Eğer orta sınıfın da eskiden olduğu gibi arada bir de olsa gece çıkıp bir yemek yiyeceği veya eğleneceği bir ortam yaratılmazsa, fiyat düzeyleri bunlar için de ayarlanmazsa Bodrum sadece çok zengin insanların ortamdan sıkılıncaya kadar orada bulunup sonra terk edip gideceği bir yer durumuna dönüşecek.
Bugün size dayanılması zor bir haber verdiğimin farkındayım. 8-15 Ağustos arası Bodrum’da olacağımdan yazılarıma bir hafta ara vereceğim. Yazılarımı okumamaya bir hafta nasıl dayanabileceğinizi bilemiyorum ama unutmayın, sadece tatil, keyif için orada olmayacağım. Bodrum’u çok iyi tanıyan insanlarla o güzelliği nasıl kurtarabiliriz konusunu da tartışacağız.

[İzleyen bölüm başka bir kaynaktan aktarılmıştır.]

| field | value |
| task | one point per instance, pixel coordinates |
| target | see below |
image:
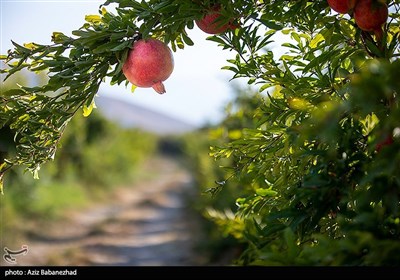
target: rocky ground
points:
(146, 224)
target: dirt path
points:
(146, 224)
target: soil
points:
(146, 224)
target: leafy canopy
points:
(309, 152)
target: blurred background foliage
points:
(304, 169)
(94, 157)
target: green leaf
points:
(317, 39)
(95, 19)
(87, 110)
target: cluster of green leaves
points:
(314, 172)
(311, 159)
(76, 66)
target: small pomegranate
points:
(149, 63)
(370, 15)
(342, 6)
(210, 22)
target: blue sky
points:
(197, 90)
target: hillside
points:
(130, 115)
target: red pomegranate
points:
(370, 15)
(149, 63)
(210, 22)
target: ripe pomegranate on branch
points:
(211, 23)
(370, 15)
(150, 62)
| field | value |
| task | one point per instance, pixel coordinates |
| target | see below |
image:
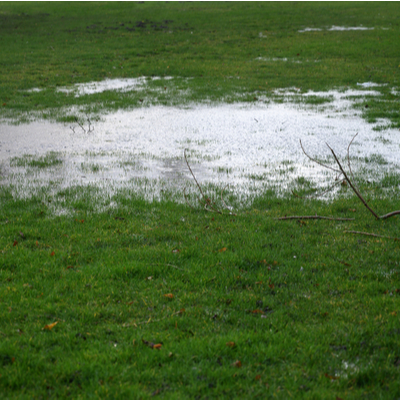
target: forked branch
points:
(350, 181)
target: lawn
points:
(114, 296)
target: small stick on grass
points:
(352, 186)
(223, 202)
(207, 202)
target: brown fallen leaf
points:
(331, 377)
(237, 364)
(49, 327)
(152, 345)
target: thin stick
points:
(190, 169)
(352, 186)
(371, 234)
(348, 156)
(316, 161)
(77, 121)
(207, 201)
(223, 202)
(389, 214)
(187, 202)
(315, 217)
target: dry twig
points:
(348, 180)
(206, 201)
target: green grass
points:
(302, 301)
(212, 51)
(260, 307)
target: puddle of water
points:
(337, 28)
(370, 84)
(250, 147)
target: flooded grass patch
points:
(120, 279)
(158, 283)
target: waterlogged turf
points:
(108, 292)
(155, 298)
(213, 52)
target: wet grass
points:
(51, 159)
(159, 299)
(104, 294)
(213, 52)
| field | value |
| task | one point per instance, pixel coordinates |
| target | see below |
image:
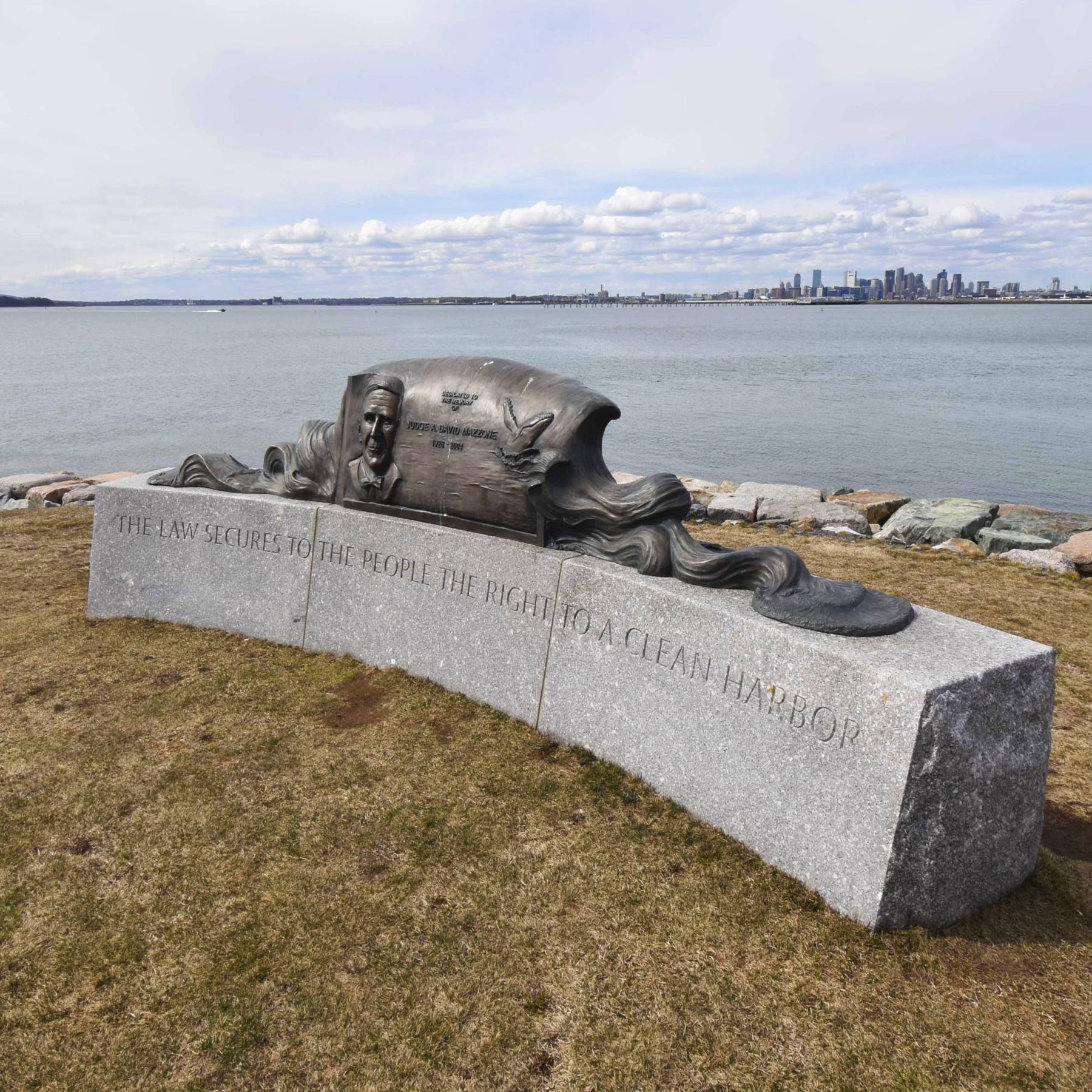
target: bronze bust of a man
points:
(374, 475)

Bence Bodrum’u sadece çok parası olan insanların elinden kurtarıp dinamizmde süreklilik sağlamak için orta sınıfa da var olabileceği koşullar sağlanmalı. Bunlar Bodrum’u terk ederse aynen Manhattan’ı terk edenlerin yol açtığı koşullar yaşanır Bodrum’da.
Bunu önlemek için her bütçeden insana eğlenme ve tatil yapmak imkanını sunmuş olan Yunanistan’ın uyguladığı politikalardan öğreneceğimiz bir şeyler olmalı.
Bodrum’daki zirve gecelerimizde bu konunun yoğun tartışılacağına eminim ben.